History Of Police Discrimination In L.A.
“Because of discrimination Los Angeles’ African American residents were excluded from the high-paying jobs, affordable housing, and politics available to white residents; moreover, they faced discrimination by the white-dominated Los Angeles Police Department (LAPD),” Wikipedia reported.
The military-like LAPD police force became now for police brutality against Black and brown residents.
In the wake of the unrest, the chief of the LAPD called for a policy of mass arrest. In addition to the National Guard, 934 LAPD officers and 718 officers from the Los Angeles County Sheriff’s Department were deployed. South Central Los Angeles was put under an 8:00 pm curfew. Any outside of their homes after 8:00 pm could be arrested. “Eventually more than 3,500 people were arrested, primarily for curfew violations,” Wikipedia reported.

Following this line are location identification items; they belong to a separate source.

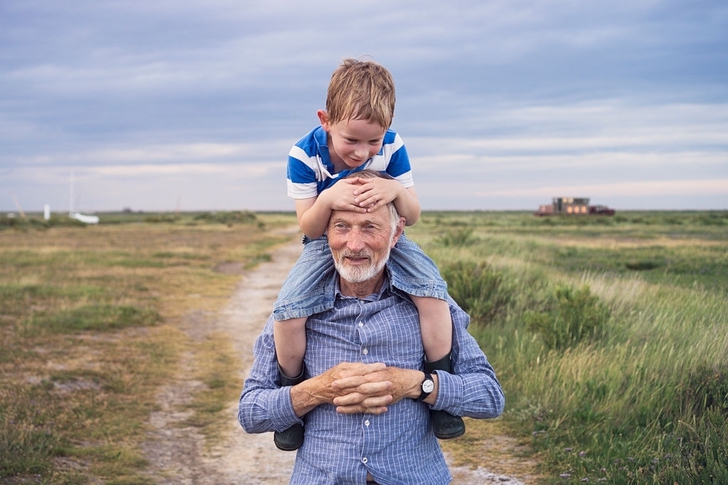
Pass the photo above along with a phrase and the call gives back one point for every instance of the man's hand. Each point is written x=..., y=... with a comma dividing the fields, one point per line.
x=373, y=392
x=321, y=389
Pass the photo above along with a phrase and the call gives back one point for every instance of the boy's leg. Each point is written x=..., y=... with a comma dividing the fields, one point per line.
x=290, y=341
x=436, y=330
x=435, y=326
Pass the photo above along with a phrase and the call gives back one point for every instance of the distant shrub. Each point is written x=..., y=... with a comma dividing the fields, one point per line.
x=457, y=238
x=98, y=317
x=643, y=265
x=576, y=315
x=478, y=289
x=161, y=218
x=234, y=217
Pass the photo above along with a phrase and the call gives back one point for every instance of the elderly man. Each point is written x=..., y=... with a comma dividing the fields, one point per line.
x=365, y=401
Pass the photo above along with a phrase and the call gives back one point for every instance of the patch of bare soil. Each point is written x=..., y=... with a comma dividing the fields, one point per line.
x=177, y=452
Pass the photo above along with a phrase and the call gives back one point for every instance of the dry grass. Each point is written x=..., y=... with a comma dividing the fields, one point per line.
x=75, y=401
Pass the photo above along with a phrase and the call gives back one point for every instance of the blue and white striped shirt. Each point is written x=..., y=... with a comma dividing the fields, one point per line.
x=397, y=447
x=310, y=170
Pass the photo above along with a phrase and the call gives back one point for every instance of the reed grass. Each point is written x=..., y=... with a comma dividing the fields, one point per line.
x=645, y=399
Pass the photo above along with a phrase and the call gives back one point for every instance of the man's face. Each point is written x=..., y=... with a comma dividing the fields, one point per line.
x=360, y=243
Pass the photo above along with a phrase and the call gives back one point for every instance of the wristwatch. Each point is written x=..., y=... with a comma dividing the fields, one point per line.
x=428, y=385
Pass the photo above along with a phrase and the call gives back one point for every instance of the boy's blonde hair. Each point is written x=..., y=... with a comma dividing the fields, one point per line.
x=361, y=90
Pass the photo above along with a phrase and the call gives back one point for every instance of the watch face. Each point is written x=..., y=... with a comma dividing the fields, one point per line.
x=428, y=386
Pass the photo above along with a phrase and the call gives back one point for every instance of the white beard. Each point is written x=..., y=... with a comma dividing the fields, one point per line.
x=359, y=274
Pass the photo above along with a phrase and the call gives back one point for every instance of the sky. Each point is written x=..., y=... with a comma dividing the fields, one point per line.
x=164, y=105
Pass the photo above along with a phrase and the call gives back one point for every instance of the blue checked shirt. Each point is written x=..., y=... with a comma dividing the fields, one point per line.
x=397, y=447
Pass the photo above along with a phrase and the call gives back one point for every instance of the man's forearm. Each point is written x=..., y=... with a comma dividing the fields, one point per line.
x=306, y=396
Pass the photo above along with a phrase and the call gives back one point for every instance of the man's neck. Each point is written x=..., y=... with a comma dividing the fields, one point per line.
x=363, y=289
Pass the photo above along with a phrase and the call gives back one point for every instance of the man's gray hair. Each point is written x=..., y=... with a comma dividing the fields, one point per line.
x=370, y=174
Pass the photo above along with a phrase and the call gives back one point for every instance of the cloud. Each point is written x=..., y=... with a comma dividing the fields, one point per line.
x=510, y=95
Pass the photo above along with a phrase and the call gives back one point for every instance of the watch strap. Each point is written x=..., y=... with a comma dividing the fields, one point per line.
x=423, y=394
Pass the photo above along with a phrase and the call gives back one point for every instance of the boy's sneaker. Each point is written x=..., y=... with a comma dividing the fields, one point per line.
x=292, y=438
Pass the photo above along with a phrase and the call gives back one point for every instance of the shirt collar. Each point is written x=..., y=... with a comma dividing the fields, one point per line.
x=373, y=297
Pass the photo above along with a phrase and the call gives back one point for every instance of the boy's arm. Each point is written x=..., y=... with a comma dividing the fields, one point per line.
x=377, y=192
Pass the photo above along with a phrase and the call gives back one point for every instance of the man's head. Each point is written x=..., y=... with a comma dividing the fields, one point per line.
x=361, y=242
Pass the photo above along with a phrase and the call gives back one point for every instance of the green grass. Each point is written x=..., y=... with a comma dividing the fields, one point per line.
x=89, y=320
x=611, y=345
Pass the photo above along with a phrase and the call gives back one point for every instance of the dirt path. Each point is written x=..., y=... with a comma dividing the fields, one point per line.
x=176, y=452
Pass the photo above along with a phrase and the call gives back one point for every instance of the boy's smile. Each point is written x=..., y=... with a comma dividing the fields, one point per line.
x=352, y=142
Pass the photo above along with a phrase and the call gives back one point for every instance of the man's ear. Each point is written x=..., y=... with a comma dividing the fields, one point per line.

During the six days of the riot, between 31,000 and 35,000 adults participated and an estimated 70,000 people were “sympathetic, but not active.” There were 34 deaths, 1,032 injuries, 3,438 arrests, and over $40 million in property damage, according to Wikipedia.
The civil rights icon who worked with Martin Luther King Jr. wrote about the Watts Riots in a 1966 essay. Bayard Rustin wrote: “The whole point of the outbreak in Watts was that it marked the first major rebellion of Negroes against their own masochism and was carried on with the express purpose of asserting that they would no longer quietly submit to the deprivation of slum life.”
LAPD Chief William Parker
During the riot, local leaders asked that more Black police be sent into Watts, but then-Los Angeles Police Department Chief William H. Parker denied the request.
Police Commissioner Parker called the rioters “monkeys in a zoo.” He also implied Muslims were infiltrating and agitating the uprising, according to History.com.
After The Watts Rebellion
“A commission was set-up to study the causes of the riot, after which several community-improvement suggestions were made that would improve schools, employment, housing, healthcare and relations with the police department,” History.com reported.
But in the end, little changed in the area in terms of economic improvements for the area and police brutality.